Can someone help me out on this please? Even if it's just a response
to his concern, I don't know what other people think on this issue.

> I see in emails text like "We have agreed on the need to support a graph
> that exists and is empty"[1]. I would like to see strong supporting evidence
> for this in the spec (or some other persistent and accessible place) before
> resolving this issue. I personally don't see any need to distinguish an
> empty graph (after all, it's easy to add an all-bnodes triple to it to make
> it non-empty but without excess meaning).

I'm not sure if he's asking for evidence of the need or of us agreeing
on the need.

> I note that there is no proposal for CREATE SUBJECT (or PREDICATE or
> OBJECT), nor CREATE LANGTAG. I see little point in unnecessarily
> special-casing one value space to reduce its dynamism.

SPARQL has always treated graphs differently to subjects, predicate
and objects.
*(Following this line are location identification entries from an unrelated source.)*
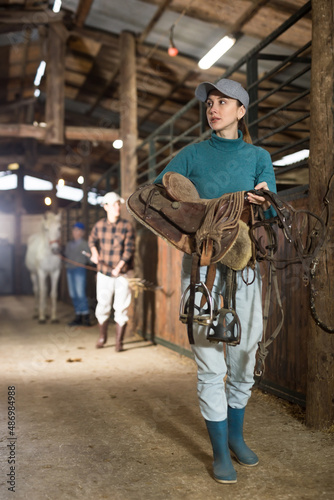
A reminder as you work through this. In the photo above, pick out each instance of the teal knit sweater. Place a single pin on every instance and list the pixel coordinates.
(218, 166)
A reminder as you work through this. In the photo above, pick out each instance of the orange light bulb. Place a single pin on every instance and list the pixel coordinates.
(172, 51)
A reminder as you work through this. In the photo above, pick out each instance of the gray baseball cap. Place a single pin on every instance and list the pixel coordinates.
(230, 88)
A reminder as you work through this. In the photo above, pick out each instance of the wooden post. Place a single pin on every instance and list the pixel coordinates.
(55, 78)
(18, 256)
(128, 115)
(320, 380)
(84, 201)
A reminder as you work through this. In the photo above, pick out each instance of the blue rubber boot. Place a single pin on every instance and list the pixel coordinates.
(236, 443)
(223, 470)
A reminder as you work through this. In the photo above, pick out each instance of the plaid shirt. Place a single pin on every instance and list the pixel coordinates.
(115, 241)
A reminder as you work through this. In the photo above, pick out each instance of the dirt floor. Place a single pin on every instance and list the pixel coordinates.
(96, 424)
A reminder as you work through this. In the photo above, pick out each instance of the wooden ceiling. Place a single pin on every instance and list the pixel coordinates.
(92, 30)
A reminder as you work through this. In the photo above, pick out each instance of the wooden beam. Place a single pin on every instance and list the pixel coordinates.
(320, 376)
(55, 84)
(82, 12)
(97, 134)
(154, 20)
(128, 114)
(31, 18)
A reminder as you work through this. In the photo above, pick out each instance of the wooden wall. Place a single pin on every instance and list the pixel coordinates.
(156, 313)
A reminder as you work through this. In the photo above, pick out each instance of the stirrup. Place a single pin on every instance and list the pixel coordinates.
(205, 314)
(228, 329)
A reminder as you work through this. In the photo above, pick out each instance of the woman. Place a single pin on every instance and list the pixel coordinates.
(226, 163)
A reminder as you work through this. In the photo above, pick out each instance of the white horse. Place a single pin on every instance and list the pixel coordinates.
(43, 260)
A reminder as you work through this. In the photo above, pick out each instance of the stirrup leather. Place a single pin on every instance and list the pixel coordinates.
(204, 314)
(228, 328)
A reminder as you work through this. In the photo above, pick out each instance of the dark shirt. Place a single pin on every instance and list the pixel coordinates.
(115, 241)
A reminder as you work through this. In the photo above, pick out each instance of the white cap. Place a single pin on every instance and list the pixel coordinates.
(111, 198)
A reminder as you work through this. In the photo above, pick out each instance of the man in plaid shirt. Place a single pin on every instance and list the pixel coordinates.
(112, 244)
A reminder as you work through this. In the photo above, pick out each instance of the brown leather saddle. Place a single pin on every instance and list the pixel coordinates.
(224, 230)
(216, 230)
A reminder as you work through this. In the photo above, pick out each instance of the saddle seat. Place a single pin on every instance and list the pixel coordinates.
(215, 229)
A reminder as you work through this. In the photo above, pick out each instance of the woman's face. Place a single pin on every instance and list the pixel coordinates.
(223, 114)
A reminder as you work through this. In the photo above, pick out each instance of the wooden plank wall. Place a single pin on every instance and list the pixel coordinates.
(286, 364)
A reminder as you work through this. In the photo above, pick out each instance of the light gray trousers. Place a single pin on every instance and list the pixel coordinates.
(238, 363)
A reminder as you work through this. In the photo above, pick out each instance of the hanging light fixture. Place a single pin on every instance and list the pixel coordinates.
(217, 52)
(172, 50)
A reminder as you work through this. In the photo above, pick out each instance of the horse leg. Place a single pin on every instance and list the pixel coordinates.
(42, 295)
(34, 281)
(54, 295)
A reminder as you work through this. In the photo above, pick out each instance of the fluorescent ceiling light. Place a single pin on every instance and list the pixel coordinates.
(216, 52)
(293, 158)
(40, 73)
(8, 181)
(36, 184)
(69, 193)
(56, 6)
(118, 144)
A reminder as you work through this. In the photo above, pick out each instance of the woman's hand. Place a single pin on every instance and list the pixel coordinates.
(259, 200)
(116, 271)
(94, 255)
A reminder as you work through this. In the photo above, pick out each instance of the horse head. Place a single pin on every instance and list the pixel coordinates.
(51, 226)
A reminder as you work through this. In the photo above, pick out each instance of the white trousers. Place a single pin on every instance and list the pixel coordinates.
(238, 365)
(114, 292)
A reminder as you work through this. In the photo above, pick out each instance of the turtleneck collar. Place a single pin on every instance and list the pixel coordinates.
(227, 144)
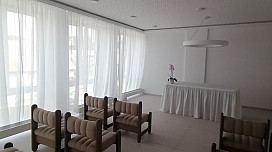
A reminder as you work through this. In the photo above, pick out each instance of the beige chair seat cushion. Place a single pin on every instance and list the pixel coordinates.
(98, 113)
(229, 143)
(86, 144)
(48, 132)
(11, 149)
(131, 120)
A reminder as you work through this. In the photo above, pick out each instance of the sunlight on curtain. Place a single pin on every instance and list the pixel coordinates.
(51, 57)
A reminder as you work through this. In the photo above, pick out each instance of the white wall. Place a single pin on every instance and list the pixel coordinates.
(245, 63)
(163, 47)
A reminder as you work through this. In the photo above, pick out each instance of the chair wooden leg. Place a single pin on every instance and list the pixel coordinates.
(34, 146)
(149, 122)
(139, 134)
(213, 147)
(105, 125)
(8, 145)
(114, 127)
(118, 142)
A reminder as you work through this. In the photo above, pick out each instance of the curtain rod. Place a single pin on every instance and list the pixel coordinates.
(86, 13)
(211, 25)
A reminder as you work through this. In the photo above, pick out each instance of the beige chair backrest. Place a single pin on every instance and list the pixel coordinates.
(95, 102)
(128, 108)
(82, 127)
(245, 128)
(44, 117)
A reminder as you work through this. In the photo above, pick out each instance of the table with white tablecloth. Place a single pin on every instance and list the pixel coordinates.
(201, 100)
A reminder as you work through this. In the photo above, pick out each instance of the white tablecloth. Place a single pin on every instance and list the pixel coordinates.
(201, 100)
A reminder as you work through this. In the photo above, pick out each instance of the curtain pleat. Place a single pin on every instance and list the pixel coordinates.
(50, 57)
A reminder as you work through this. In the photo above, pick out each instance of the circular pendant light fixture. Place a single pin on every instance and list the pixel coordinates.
(204, 43)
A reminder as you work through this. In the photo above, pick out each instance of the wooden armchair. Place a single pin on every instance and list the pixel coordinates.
(88, 136)
(241, 135)
(129, 116)
(97, 108)
(46, 128)
(8, 147)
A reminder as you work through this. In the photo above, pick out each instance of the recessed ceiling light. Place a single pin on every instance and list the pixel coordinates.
(94, 1)
(200, 9)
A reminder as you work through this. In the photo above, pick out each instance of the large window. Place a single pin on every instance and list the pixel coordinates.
(50, 57)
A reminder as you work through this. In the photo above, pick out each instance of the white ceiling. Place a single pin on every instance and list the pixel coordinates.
(177, 13)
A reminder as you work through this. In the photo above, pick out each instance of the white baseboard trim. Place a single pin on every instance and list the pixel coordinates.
(257, 108)
(125, 95)
(151, 94)
(14, 129)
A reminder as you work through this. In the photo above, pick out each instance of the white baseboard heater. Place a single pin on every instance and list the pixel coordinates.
(125, 95)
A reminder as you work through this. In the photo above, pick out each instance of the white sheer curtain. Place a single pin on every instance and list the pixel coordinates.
(34, 59)
(106, 61)
(50, 56)
(133, 53)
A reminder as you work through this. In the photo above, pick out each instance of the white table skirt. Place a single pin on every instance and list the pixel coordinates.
(201, 101)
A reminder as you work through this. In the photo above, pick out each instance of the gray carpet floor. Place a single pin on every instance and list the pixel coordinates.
(170, 132)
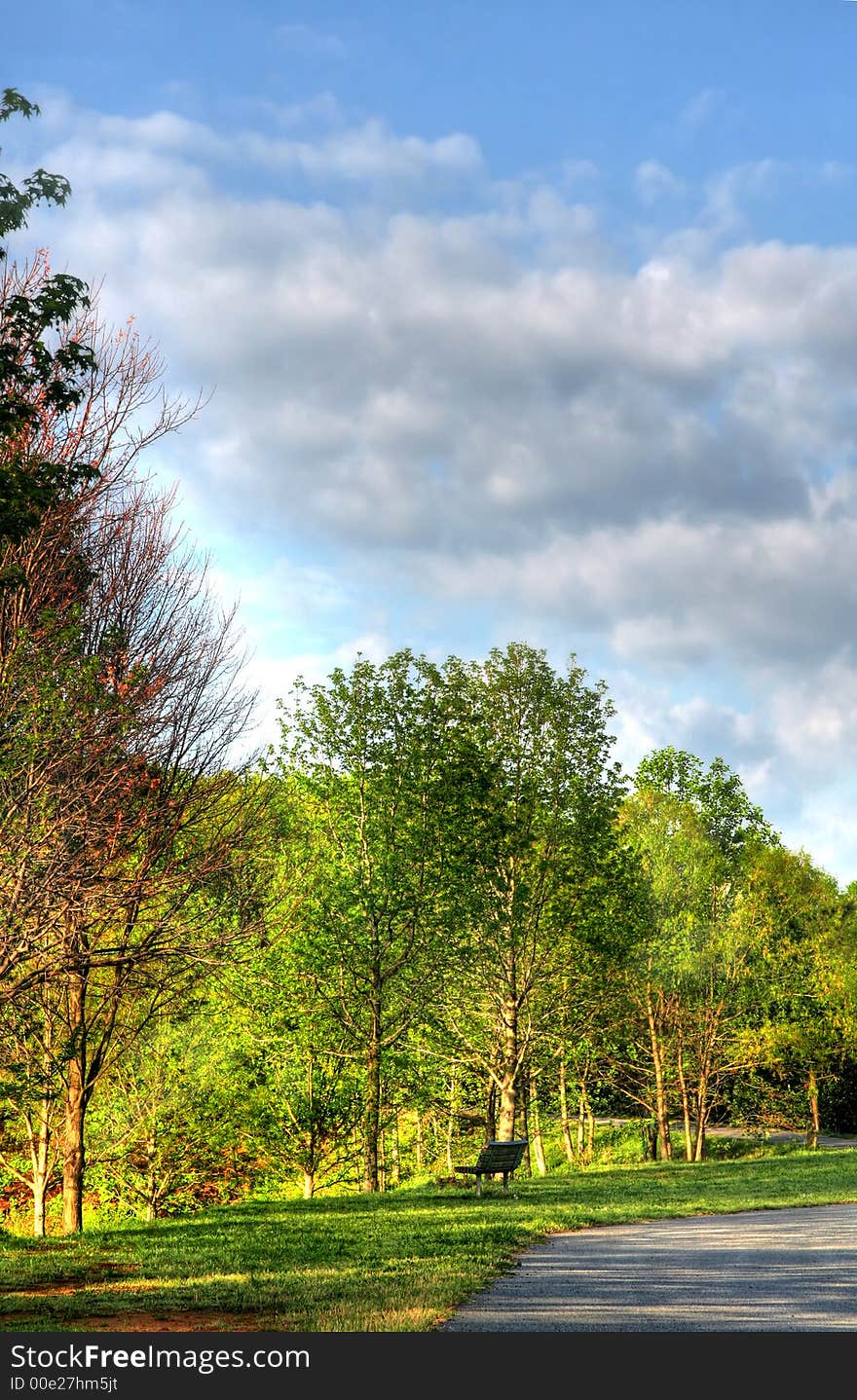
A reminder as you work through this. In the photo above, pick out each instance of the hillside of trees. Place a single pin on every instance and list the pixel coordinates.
(434, 913)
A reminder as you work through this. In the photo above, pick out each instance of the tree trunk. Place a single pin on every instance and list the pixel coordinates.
(680, 1060)
(41, 1168)
(538, 1143)
(371, 1115)
(565, 1121)
(814, 1115)
(490, 1112)
(451, 1122)
(76, 1108)
(508, 1087)
(664, 1146)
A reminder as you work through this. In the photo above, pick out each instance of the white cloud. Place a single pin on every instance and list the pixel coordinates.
(479, 411)
(654, 182)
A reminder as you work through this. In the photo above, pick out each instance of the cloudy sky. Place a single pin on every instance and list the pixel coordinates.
(515, 321)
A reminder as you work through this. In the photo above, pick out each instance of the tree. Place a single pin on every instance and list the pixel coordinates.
(694, 833)
(125, 815)
(373, 759)
(800, 1018)
(540, 839)
(38, 371)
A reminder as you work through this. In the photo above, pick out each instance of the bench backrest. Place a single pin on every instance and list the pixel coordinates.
(502, 1157)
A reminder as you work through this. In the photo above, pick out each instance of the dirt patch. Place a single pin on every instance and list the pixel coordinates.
(202, 1319)
(95, 1274)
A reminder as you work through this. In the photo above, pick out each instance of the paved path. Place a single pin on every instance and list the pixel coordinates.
(777, 1270)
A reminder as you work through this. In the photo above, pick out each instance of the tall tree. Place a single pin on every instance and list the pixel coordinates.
(41, 364)
(540, 836)
(374, 763)
(694, 831)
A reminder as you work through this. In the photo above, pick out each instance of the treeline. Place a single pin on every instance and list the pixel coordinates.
(437, 910)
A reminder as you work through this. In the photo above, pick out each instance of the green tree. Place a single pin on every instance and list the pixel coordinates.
(800, 1016)
(374, 760)
(540, 837)
(694, 831)
(42, 367)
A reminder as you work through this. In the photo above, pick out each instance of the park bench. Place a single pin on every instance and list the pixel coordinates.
(496, 1158)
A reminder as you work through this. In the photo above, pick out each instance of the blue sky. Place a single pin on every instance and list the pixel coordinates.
(518, 321)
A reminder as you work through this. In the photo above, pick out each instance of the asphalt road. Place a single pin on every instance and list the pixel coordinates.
(777, 1270)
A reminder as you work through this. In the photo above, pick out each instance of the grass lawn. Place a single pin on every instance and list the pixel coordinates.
(400, 1262)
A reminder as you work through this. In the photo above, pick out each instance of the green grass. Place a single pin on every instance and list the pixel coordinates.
(399, 1262)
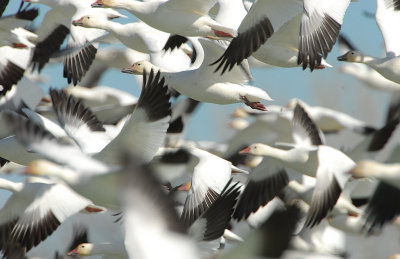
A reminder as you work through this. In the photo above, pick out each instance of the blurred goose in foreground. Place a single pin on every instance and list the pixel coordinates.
(143, 133)
(201, 84)
(308, 156)
(148, 214)
(36, 209)
(56, 25)
(210, 175)
(12, 32)
(387, 16)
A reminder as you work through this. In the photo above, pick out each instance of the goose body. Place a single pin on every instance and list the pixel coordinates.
(286, 33)
(200, 84)
(308, 156)
(36, 209)
(386, 17)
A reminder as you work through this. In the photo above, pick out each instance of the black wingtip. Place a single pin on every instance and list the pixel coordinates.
(259, 193)
(242, 46)
(71, 110)
(10, 75)
(302, 119)
(77, 64)
(219, 214)
(31, 235)
(382, 208)
(174, 41)
(314, 47)
(46, 48)
(154, 98)
(320, 206)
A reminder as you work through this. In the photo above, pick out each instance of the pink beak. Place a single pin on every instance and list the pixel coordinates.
(245, 151)
(98, 3)
(77, 22)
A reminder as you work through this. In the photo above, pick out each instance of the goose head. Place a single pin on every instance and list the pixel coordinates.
(256, 149)
(88, 21)
(139, 68)
(104, 3)
(83, 249)
(352, 56)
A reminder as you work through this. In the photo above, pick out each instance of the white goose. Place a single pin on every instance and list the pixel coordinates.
(310, 157)
(110, 250)
(142, 134)
(210, 175)
(387, 16)
(36, 209)
(149, 218)
(201, 84)
(270, 32)
(12, 32)
(55, 27)
(186, 18)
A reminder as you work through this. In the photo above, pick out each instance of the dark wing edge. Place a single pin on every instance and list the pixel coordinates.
(258, 194)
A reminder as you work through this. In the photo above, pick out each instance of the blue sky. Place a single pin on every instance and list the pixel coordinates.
(326, 88)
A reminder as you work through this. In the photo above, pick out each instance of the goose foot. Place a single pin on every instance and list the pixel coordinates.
(254, 105)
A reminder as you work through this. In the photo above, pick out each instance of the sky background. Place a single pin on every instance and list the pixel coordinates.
(326, 87)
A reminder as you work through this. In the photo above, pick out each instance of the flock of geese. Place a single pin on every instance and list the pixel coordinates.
(270, 192)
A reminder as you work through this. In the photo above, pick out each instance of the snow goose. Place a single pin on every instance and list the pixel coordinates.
(143, 133)
(210, 226)
(229, 13)
(206, 184)
(368, 76)
(109, 58)
(148, 214)
(190, 18)
(329, 120)
(381, 209)
(79, 122)
(271, 239)
(36, 209)
(389, 173)
(199, 83)
(182, 112)
(11, 31)
(310, 157)
(279, 22)
(386, 16)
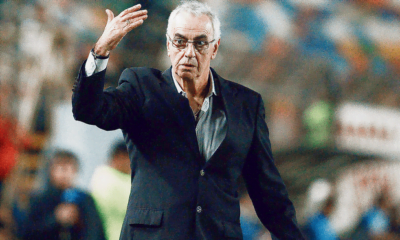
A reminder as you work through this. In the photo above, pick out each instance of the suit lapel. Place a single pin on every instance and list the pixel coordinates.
(181, 110)
(233, 108)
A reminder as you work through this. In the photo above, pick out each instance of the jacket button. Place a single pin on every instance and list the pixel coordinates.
(198, 209)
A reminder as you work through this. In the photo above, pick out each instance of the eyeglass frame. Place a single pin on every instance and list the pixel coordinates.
(191, 41)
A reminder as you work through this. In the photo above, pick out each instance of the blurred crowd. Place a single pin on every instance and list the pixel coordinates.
(305, 58)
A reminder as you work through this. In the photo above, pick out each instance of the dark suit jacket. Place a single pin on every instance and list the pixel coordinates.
(169, 197)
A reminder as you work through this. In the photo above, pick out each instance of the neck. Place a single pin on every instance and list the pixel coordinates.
(196, 87)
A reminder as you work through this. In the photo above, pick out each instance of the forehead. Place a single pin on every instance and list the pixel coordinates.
(190, 25)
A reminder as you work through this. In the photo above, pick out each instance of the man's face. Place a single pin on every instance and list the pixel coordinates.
(63, 174)
(189, 63)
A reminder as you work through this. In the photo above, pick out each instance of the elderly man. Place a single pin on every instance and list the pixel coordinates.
(190, 134)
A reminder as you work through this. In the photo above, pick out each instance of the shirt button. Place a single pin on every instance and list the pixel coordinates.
(198, 209)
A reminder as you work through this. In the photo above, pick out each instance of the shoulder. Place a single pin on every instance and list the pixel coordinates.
(141, 75)
(236, 87)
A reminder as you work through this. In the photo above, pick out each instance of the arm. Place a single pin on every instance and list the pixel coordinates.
(265, 186)
(94, 229)
(110, 108)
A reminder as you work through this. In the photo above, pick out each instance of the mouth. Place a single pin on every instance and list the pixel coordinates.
(188, 65)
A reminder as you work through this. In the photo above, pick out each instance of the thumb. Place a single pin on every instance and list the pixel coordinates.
(110, 15)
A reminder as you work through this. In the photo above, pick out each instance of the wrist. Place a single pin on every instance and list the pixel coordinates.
(100, 53)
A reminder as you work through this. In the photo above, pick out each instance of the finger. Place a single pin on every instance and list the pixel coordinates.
(129, 10)
(136, 24)
(132, 16)
(110, 15)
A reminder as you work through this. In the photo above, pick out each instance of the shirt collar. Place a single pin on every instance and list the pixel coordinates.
(211, 91)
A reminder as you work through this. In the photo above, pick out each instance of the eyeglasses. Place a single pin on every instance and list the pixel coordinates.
(181, 43)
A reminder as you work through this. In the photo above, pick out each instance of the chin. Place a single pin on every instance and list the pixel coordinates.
(186, 74)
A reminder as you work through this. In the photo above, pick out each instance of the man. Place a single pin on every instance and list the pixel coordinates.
(60, 211)
(110, 187)
(189, 134)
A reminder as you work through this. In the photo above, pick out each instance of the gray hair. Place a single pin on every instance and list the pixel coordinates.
(197, 8)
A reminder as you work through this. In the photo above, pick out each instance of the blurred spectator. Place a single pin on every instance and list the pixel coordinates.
(110, 187)
(376, 220)
(318, 120)
(319, 227)
(60, 211)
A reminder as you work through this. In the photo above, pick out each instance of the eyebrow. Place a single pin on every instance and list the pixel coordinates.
(202, 36)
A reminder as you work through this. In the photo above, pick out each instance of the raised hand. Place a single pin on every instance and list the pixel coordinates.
(117, 27)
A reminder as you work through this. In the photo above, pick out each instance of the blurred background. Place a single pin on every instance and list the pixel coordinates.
(328, 72)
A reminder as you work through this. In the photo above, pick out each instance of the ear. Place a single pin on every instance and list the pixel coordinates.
(216, 46)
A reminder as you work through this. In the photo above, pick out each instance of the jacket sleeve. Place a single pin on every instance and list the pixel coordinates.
(94, 229)
(108, 109)
(265, 185)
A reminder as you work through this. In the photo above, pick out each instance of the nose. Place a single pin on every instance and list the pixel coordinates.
(189, 50)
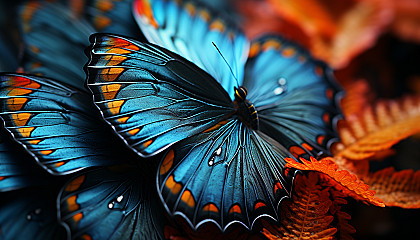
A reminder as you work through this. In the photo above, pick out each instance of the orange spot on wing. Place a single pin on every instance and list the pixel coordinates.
(211, 208)
(115, 106)
(75, 184)
(271, 44)
(258, 205)
(110, 74)
(307, 146)
(46, 152)
(77, 217)
(147, 143)
(172, 185)
(217, 126)
(34, 49)
(254, 49)
(296, 151)
(190, 8)
(205, 15)
(59, 164)
(167, 162)
(109, 91)
(86, 237)
(25, 131)
(116, 50)
(187, 198)
(217, 25)
(34, 142)
(277, 187)
(19, 92)
(101, 22)
(71, 203)
(104, 5)
(145, 10)
(20, 119)
(329, 93)
(320, 139)
(15, 104)
(235, 209)
(122, 119)
(326, 117)
(288, 52)
(319, 71)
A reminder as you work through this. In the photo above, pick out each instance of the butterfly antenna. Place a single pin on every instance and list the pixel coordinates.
(237, 82)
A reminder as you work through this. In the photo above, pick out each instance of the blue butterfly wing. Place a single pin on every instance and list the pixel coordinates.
(190, 29)
(295, 96)
(111, 203)
(227, 175)
(112, 16)
(152, 97)
(30, 214)
(17, 168)
(54, 42)
(56, 124)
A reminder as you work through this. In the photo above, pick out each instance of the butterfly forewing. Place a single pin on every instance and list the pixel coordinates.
(196, 33)
(152, 97)
(55, 123)
(295, 96)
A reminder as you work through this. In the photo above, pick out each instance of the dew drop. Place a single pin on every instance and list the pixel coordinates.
(218, 151)
(282, 81)
(211, 161)
(278, 90)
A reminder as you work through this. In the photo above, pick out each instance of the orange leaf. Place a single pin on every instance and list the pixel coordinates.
(332, 26)
(400, 189)
(307, 216)
(377, 128)
(356, 97)
(406, 22)
(340, 179)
I believe that this is necessary as some implementations
do not support named graphs. Also, RDF itself clearly defines the
elements of a triple, while treating the definition of a graph
somewhat separately. Is this correct?

> From interactions with users, I expect that "oh, you mean I have to CREATE a
> graph before I can use it in an INSERT query?" will be a common question,
> and "always preface your query with CREATE SILENT..." the pervasive
> response. Seems like a waste of time to me.
> (Regardless of the official outcome of the issue, my implementation is
> unlikely to strictly follow the CREATE/DROP behavior, because it would be
> inefficient to track graphs for the sole purpose of throwing errors in edge
> cases. CREATE will be a no-op, and DROP will be identical to CLEAR.)

Well, Mulgara already tracks it, and we've never considered it a
problem (indeed, it's quite beneficial in many ways), so I certainly
have a bias on this question.

Paul Gearon